Par Gaspard Koenig
Un article de Génération Libre
Lentement et à reculons, la classe dirigeante prend conscience de la faillite de l’étatisme. La France a besoin d’un État réinventé, se dressant face aux privilèges qui humilient, aux rentes qui excluent.
Qui ne s’affiche pas libéral ces temps-ci ? Le gouvernement socialiste multiplie les déclarations d’intention, depuis la libéralisation des professions réglementées jusqu’à celle du marché du travail. Parmi les candidats à la primaire de droite, c’est à qui supprimera le plus grand nombre d’impôts, à qui réduira davantage la dépense publique, à qui osera aller plus loin qu’Emmanuel Macron. Il faut sans doute y voir le signe que, lentement et à reculons, la classe dirigeante prend conscience de la faillite de l’étatisme, qui depuis le général De Gaulle semble être l’unique boussole de nos politiques publiques.

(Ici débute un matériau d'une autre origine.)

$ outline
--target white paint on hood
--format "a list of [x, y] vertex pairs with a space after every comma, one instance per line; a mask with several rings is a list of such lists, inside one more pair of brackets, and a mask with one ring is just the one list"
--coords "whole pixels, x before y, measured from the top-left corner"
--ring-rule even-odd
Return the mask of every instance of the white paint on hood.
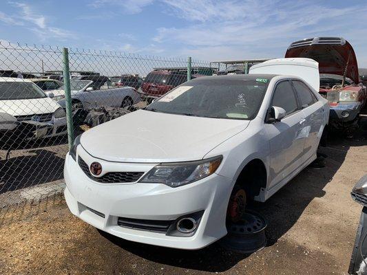
[[139, 110], [92, 128], [81, 143], [92, 156], [112, 162], [197, 160], [249, 123]]

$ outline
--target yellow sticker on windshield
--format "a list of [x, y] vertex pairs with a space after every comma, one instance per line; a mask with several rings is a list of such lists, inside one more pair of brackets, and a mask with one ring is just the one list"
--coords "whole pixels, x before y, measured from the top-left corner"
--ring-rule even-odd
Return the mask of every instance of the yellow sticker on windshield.
[[163, 96], [162, 98], [160, 98], [158, 101], [161, 102], [170, 102], [174, 99], [178, 98], [178, 96], [181, 96], [183, 93], [185, 91], [189, 91], [190, 89], [191, 89], [192, 86], [180, 86], [174, 89], [170, 93], [168, 93], [166, 96]]
[[268, 80], [266, 78], [256, 78], [255, 81], [261, 82], [262, 83], [266, 83], [268, 82]]

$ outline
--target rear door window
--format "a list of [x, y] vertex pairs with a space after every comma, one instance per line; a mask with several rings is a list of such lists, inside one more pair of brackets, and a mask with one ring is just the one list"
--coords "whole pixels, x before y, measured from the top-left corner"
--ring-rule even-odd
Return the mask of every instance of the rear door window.
[[302, 108], [312, 105], [317, 100], [311, 90], [302, 81], [292, 80]]
[[289, 81], [277, 84], [273, 94], [272, 106], [282, 107], [289, 115], [298, 109], [293, 88]]

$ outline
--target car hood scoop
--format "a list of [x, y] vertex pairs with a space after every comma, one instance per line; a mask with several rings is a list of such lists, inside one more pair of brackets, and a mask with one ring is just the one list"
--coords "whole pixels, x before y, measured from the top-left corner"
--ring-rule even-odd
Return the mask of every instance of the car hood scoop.
[[111, 162], [196, 160], [249, 124], [139, 110], [92, 128], [81, 143], [92, 156]]

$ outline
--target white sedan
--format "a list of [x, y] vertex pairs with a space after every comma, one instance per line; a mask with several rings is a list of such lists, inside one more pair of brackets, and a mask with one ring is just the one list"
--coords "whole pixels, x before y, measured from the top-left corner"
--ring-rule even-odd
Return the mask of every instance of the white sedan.
[[[103, 81], [70, 79], [72, 104], [75, 108], [85, 109], [100, 106], [125, 107], [138, 103], [140, 94], [131, 87], [118, 87], [111, 86], [106, 77], [99, 77]], [[65, 91], [63, 85], [60, 88], [47, 91], [46, 94], [65, 108]]]
[[198, 78], [78, 136], [66, 202], [118, 237], [200, 249], [316, 159], [328, 120], [327, 101], [297, 76]]
[[0, 131], [12, 130], [9, 123], [29, 130], [28, 139], [67, 132], [64, 109], [28, 79], [0, 78]]

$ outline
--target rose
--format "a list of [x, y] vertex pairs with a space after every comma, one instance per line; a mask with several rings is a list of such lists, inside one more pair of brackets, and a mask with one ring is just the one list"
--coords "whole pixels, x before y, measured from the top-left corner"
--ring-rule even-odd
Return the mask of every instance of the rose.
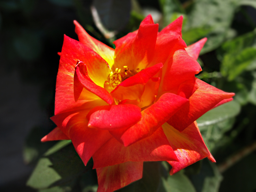
[[58, 127], [42, 141], [71, 139], [86, 165], [92, 156], [98, 191], [141, 178], [144, 161], [167, 161], [171, 174], [215, 161], [195, 121], [234, 94], [195, 78], [206, 38], [186, 48], [182, 17], [158, 33], [149, 15], [114, 50], [74, 23], [79, 42], [64, 36], [59, 54]]

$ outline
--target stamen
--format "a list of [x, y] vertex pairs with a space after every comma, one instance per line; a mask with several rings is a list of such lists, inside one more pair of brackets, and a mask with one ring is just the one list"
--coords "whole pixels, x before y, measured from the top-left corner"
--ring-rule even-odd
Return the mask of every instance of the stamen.
[[114, 72], [111, 72], [108, 78], [109, 84], [113, 89], [127, 79], [133, 76], [139, 72], [139, 68], [136, 70], [130, 70], [127, 66], [123, 66], [122, 68], [116, 68]]

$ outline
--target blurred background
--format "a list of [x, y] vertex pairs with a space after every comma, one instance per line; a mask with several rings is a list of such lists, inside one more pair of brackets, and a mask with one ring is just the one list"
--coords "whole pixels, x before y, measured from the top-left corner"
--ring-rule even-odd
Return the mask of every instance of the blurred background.
[[40, 141], [55, 127], [57, 53], [64, 34], [78, 40], [74, 20], [114, 48], [151, 14], [159, 30], [183, 15], [188, 45], [207, 37], [197, 77], [236, 95], [197, 121], [217, 163], [170, 176], [164, 163], [146, 163], [143, 178], [120, 191], [256, 191], [256, 0], [0, 0], [0, 191], [97, 191], [92, 162], [84, 167], [68, 142]]

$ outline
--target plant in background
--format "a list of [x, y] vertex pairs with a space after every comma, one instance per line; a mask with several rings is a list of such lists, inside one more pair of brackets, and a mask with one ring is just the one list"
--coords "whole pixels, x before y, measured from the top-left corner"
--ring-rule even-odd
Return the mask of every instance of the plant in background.
[[149, 15], [114, 50], [76, 21], [79, 41], [64, 36], [51, 118], [57, 127], [42, 140], [71, 140], [85, 165], [92, 156], [99, 192], [141, 178], [144, 162], [167, 161], [172, 174], [215, 161], [195, 120], [234, 94], [195, 77], [206, 39], [187, 47], [182, 19], [158, 33]]

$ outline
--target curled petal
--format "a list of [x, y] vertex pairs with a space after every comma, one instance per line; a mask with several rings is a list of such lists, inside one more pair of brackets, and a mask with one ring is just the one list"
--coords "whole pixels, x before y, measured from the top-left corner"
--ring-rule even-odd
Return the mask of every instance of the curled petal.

Fort logiquement, les caves se rebiffent. Gauche de la gauche et droite de la droite se retrouvent alliés objectifs pour s’opposer au (timide) déverrouillage de l’économie française, et en l’occurrence à la loi El Khomri, contre laquelle Florian Philippot et Jean-Luc Mélenchon dévident les mêmes arguments. Seule l’absurde rigidité de la Ve République et la malédiction du présidentialisme empêchent de nouvelles alliances parlementaires de se forger, et les réformateurs des deux camps, majoritaires dans le pays, de prendre le pouvoir. Il faudrait que les députés progressistes renversent le gouvernement par une motion de censure et forcent le président à nommer un Premier ministre et des ministres issus de leurs rangs. Et puis quoi, encore ? Comme si l’on était en démocratie, et que le pouvoir législatif pouvait décider des politiques de la Nation !
Mais il existe un obstacle plus fondamental à cette congrégation des centres : l’absence de références intellectuelles et historiques. La suppression des 35 heures ou la dégressivité des allocations chômage ne font pas un projet de société. C’est la place de l’État qu’il faut repenser de fond en comble.
D’où l’urgence de retrouver nos racines, sans attendre que les souverainistes s’en emparent. Dans son dernier essai, l’économiste Jean-Marc Daniel a sorti de leur paisible oubli les Feuillants, ces Jacobins restés fidèles au libéralisme tempéré de la Constituante. L’auteur les associe à la gauche par coquetterie, mais en ces temps où le clivage entre les deux grandes familles politiques émergeait à peine, tout libéral pourrait s’y retrouver (disons, pour simplifier, que de ce libéralisme originel sortiront au siècle suivant Proudhon et le socialisme autogestionnaire sur la gauche, Guizot et la tradition orléaniste sur la droite).
Ce que nous enseignent les Feuillants, c’est d’abord, pour reprendre l’expression de Jean-Marc Daniel, que « la liberté ne se partage pas ». Le libéralisme est un tout économique, politique et sociétal : avis aux « libéraux conservateurs » qui pullulent de nos jours. Il ne serait venu à l’idée de personne de séparer l’exercice des libertés individuelles et la « libre concurrence », dont l’abbé Sieyès fait l’éloge dès les premières lignes de son célèbre pamphlet Qu’est-ce que le tiers-État ?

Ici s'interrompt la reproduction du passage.